The second amendment to our Constitution, the right to own and bear arms, was adopted on December 15, 1791, as was the rest of the Bill of Rights. Let’s put that into perspective.
Wyatt Earp was born on March 19, 1848. He is remembered as a crime fighter who fought at the gunfight at OK Corral, in Tombstone, Arizona. He lived 50 years after the Bill of Rights.
Billy the Kid (William H. Bonney) was a thief of property and horses. He died at the age of 18. Bonney was born November 23, 1859. That’s 70 years after the constitution granted us the right to own firearms.
John Wesley Harding was possibly the most bloodthirsty of the infamous in the Old West. He killed at least 42 people, including former slaves and gunfighters. He was known for carrying two pistols in holsters strapped to his chest, which enabled a faster draw. He was arrested at the age of 17, but was able to get a gun, kill a guard, and escape. John Wesley Harding was born in Bonham, Fannin County, Texas, on 26th May, 1853.

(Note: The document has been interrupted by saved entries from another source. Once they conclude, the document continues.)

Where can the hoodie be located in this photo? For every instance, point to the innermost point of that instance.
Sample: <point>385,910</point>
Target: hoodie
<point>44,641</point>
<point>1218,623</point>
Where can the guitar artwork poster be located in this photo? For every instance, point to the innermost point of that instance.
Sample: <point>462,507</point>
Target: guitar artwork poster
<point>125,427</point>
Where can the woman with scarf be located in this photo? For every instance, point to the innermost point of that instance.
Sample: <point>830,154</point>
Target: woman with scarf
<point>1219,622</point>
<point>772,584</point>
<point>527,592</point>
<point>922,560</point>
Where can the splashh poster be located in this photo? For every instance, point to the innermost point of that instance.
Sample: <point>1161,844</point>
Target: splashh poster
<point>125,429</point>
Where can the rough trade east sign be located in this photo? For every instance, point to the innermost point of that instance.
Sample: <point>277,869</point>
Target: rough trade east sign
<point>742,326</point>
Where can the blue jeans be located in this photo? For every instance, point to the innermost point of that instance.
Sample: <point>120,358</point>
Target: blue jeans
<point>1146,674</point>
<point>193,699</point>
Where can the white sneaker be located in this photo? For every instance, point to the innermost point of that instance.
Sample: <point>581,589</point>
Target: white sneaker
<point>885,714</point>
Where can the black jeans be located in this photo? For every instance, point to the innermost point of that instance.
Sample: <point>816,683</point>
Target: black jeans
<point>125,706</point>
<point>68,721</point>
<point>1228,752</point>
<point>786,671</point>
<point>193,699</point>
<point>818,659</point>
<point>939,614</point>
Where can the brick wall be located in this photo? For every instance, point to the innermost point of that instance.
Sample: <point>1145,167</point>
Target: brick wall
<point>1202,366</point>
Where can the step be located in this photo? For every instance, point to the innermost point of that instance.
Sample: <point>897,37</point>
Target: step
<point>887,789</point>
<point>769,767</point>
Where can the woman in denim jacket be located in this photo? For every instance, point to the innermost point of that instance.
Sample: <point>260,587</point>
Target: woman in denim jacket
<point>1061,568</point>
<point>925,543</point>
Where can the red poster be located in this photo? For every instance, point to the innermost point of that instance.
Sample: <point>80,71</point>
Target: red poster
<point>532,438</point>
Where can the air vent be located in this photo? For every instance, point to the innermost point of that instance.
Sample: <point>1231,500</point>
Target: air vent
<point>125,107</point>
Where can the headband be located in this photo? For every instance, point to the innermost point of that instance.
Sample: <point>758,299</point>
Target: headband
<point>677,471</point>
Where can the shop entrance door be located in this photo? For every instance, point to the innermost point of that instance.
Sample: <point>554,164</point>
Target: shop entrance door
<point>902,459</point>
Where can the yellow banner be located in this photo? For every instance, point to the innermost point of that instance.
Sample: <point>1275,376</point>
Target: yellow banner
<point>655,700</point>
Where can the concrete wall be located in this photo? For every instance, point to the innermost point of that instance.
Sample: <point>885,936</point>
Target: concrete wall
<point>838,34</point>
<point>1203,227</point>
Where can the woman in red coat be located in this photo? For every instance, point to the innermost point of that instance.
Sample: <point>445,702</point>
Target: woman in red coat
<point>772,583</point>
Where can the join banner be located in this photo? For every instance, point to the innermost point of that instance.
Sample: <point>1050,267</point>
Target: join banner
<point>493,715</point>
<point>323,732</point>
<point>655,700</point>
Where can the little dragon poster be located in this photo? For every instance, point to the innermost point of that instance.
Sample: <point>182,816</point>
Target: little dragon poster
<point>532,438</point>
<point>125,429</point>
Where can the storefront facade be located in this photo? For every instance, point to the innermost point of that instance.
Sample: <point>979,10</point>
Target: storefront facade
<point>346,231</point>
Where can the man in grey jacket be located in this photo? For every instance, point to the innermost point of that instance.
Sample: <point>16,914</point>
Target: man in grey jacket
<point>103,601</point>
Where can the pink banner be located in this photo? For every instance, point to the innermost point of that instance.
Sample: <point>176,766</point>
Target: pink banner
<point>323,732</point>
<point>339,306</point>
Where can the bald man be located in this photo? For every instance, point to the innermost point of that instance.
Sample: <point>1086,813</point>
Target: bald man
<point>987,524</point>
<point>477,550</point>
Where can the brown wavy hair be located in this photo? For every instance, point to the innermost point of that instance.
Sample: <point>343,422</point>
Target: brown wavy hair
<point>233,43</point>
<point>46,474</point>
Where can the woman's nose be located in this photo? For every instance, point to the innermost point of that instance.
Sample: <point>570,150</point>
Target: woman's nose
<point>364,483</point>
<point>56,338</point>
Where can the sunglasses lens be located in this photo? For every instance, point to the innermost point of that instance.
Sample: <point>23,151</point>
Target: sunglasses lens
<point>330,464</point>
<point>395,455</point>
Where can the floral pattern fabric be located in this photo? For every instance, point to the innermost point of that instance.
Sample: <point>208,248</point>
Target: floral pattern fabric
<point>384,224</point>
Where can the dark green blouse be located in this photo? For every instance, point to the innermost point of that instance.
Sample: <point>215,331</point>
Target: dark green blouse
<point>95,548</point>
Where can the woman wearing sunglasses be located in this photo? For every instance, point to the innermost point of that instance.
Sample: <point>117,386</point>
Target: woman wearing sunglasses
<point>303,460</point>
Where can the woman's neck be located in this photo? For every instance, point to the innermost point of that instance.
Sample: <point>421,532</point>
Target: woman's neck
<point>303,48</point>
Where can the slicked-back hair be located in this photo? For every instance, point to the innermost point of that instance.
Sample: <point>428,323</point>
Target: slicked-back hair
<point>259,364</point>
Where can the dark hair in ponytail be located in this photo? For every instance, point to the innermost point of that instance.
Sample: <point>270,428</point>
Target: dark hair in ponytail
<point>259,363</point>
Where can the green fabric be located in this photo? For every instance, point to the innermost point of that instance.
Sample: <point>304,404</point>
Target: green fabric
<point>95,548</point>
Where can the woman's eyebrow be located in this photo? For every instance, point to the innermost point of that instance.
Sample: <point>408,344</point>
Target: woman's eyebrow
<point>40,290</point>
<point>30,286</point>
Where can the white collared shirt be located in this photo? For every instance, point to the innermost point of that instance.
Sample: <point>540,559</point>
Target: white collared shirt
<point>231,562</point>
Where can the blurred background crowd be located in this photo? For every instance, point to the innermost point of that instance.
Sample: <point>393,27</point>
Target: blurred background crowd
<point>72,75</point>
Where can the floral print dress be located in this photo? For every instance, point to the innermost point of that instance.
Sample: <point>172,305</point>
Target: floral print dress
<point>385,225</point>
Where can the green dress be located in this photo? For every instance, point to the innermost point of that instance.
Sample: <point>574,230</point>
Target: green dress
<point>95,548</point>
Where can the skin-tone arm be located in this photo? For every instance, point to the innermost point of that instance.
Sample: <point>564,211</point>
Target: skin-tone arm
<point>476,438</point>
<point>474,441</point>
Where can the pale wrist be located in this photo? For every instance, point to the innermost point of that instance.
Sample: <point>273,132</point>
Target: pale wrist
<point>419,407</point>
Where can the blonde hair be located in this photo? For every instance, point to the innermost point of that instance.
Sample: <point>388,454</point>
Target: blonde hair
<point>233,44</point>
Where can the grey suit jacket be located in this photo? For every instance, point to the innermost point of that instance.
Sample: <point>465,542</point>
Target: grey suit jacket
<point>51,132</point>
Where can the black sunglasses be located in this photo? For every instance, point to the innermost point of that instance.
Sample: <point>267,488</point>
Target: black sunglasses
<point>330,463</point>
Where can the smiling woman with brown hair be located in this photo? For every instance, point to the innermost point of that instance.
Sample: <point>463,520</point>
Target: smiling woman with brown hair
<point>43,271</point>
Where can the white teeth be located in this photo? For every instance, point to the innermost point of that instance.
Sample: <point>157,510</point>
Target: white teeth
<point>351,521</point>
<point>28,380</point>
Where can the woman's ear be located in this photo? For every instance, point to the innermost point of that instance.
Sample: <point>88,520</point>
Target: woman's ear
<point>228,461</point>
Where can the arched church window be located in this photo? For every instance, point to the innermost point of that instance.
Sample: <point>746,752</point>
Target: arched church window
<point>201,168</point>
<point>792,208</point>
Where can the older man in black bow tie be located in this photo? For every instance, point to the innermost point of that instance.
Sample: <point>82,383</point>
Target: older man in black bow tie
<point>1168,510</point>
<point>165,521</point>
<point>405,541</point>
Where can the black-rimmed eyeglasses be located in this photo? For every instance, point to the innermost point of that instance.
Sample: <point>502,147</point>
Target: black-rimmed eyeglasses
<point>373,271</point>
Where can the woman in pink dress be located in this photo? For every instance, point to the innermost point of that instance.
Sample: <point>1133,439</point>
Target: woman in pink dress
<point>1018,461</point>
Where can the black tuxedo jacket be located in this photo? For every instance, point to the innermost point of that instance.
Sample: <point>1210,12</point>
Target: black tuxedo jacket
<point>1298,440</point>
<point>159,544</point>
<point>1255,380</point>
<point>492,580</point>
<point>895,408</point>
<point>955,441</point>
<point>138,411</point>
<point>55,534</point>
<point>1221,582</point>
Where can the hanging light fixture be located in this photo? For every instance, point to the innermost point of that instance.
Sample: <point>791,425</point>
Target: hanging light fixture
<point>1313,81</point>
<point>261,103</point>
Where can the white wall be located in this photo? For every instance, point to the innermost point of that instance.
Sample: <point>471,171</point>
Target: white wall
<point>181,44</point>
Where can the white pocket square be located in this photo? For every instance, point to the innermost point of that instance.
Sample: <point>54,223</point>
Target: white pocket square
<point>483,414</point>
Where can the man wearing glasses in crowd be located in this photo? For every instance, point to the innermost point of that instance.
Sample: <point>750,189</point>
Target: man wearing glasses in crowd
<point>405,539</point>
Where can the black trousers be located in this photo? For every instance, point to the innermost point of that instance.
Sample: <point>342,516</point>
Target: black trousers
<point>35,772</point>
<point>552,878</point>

The Supreme Court grants us the right today to own and purchase firearms, in spite of the changes in society these last 223 years. Do the highest of the judiciary blindly uphold the Constitution? Are they influenced by politicians who themselves are viewed by some as puppets of special interest groups? Is the high court not allowed to show some wisdom and insight into changing times? Should politicians, in any circumstance, consider a change to the Constitution?
Little children in Chicago can’t play outside, or near windows, for fear of the gun wielders who sell drugs and intimidate neighborhoods. In Chicago, two armed men robbed at gunpoint all the riders in a rush-hour subway car. An elderly woman was pistol-whipped.
A young man with a gun, like a child with a new toy, won’t be satisfied until he has used it. Something must be done.